「SDGs」というタイトルの不明確さ

 「SDGs」はSustainable Development Goalsの略でその和訳は「持続可能な開発目標」とされています。しかしこの和訳は文字通りの直訳で直感的には分かりにくいと思います。
 ですから説明上は「地球上の様々な活動が持続可能である未来を実現するために今取り組まなければならない開発とそのマイルストーン(道標)」といった補足をする必要があると思います。

ボランティアではない

 SDGsに取り組むと言っても「何をやったらいいかわからない」「我が社の事業にどのような改革要素があるのかわからない」といった理由で“清掃ボランティア”など「社会貢献的に良い活動」に終始してしまうこともあるでしょう。
 もちろんこうした活動も大事な社会的活動ですが、やはり本業におけるSDGs の趣旨に則った取り組みが欠かせません。

ビジネスチャンスなのか

 「SDGsはビジネスチャンスである」というフレーズをよく耳にします。しかし今私たちが直面している地球規模の危機への対処は「儲からなければ取り組まない」ということで済ませられる段階ではありません。そうした意味では「今」人類が立っている分岐点において存続の道を選べる「最後のビジネスチャンス」と言えるかもしれません。
 きれいごとのようですが未来へつながる長い目で「人類が生き残ること」こそが「得である」という観点を持つ必要があるでしょう。

ムーブメント作りと実際の効果

 プラスチック削減や切り札としてレジ袋が有料化され、CO2削減に向けたEV化が促されています。
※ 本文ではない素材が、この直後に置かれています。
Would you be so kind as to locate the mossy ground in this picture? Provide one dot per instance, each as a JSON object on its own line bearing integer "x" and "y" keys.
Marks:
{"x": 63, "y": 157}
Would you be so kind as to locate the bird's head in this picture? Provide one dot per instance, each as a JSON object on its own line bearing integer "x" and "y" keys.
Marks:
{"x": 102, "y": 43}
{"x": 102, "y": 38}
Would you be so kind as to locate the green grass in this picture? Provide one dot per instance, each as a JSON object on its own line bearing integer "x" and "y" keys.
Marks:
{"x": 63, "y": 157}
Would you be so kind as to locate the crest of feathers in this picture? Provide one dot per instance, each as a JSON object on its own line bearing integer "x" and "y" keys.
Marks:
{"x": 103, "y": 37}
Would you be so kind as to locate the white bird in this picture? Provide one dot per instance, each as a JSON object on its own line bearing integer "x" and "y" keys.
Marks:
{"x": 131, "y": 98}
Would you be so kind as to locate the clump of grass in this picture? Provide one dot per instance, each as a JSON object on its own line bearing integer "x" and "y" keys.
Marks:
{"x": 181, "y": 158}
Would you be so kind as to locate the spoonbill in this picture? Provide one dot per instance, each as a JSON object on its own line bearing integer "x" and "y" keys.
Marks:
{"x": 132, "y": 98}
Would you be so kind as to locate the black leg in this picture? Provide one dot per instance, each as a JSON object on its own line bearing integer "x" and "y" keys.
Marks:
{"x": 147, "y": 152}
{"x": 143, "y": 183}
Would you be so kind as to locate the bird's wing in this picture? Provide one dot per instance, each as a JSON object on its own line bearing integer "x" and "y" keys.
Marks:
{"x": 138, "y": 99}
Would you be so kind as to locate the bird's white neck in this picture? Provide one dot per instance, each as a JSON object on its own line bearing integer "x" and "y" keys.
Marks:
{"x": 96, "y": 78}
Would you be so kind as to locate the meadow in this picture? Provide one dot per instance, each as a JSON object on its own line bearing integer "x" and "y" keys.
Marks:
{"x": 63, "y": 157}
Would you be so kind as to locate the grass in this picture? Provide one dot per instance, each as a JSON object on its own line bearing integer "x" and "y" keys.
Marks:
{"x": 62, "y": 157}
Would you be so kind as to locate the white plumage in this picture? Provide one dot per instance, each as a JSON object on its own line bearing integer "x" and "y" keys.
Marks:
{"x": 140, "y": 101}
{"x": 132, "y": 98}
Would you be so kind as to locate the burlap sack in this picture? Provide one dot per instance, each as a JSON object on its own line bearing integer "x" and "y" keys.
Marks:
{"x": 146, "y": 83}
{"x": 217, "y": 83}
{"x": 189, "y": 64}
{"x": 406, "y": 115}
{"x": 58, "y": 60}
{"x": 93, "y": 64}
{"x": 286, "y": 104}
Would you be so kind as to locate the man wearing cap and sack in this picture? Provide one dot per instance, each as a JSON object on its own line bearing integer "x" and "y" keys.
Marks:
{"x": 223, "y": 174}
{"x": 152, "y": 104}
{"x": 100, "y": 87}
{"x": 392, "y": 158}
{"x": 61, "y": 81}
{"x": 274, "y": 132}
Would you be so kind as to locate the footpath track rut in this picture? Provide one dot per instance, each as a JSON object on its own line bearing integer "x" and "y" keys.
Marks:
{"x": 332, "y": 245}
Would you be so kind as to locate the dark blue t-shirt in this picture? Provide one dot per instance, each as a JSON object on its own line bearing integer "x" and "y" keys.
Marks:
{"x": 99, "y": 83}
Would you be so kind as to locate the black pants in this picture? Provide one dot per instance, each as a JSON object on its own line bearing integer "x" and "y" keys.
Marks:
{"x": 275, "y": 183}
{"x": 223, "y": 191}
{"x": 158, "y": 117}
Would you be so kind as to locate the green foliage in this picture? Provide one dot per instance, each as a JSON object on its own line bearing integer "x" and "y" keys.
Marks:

これらの施策は市民・民間企業と問題意識を共有する一定の効果があるものと思われます。
 しかし「レジ袋を使わないことによる安堵感」や「EVの利用」=「自分は環境に配慮している」という安易な認識=誤解が蔓延しているように思われます。
 脱プラスチックもEV化もピンポイントの対応を行なったただけでは根本的な問題解決にはなりません。「行動」が自然発生的に起こるのを待つのではなく、官と民で意識を共有しポジティブな連鎖によって持続する「ムーブメント」として確かなものになるよう行動しなければなりません。

エネルギー問題は「電源構成」の問題にあらず

 エネルギー問題は「電源構成」だけを論じても本質を見失うことになりかねません。
 日本の電源構成では電力全体の3/4が化石燃料によるもので火力発電の効率はせいぜい40%です。

エネルギーの利用を電力だけで考えると大量の未利用のエネルギー(エネルギー損失)を見逃してしまうことになりかねません。
 本来エネルギー問題は電源構成論ではなく、エネルギー源の持つポテンシャルの最大限有効活用と、エネルギー消費の抑制をセットにした“省エネルギー”の観点で論じなくてはなりません。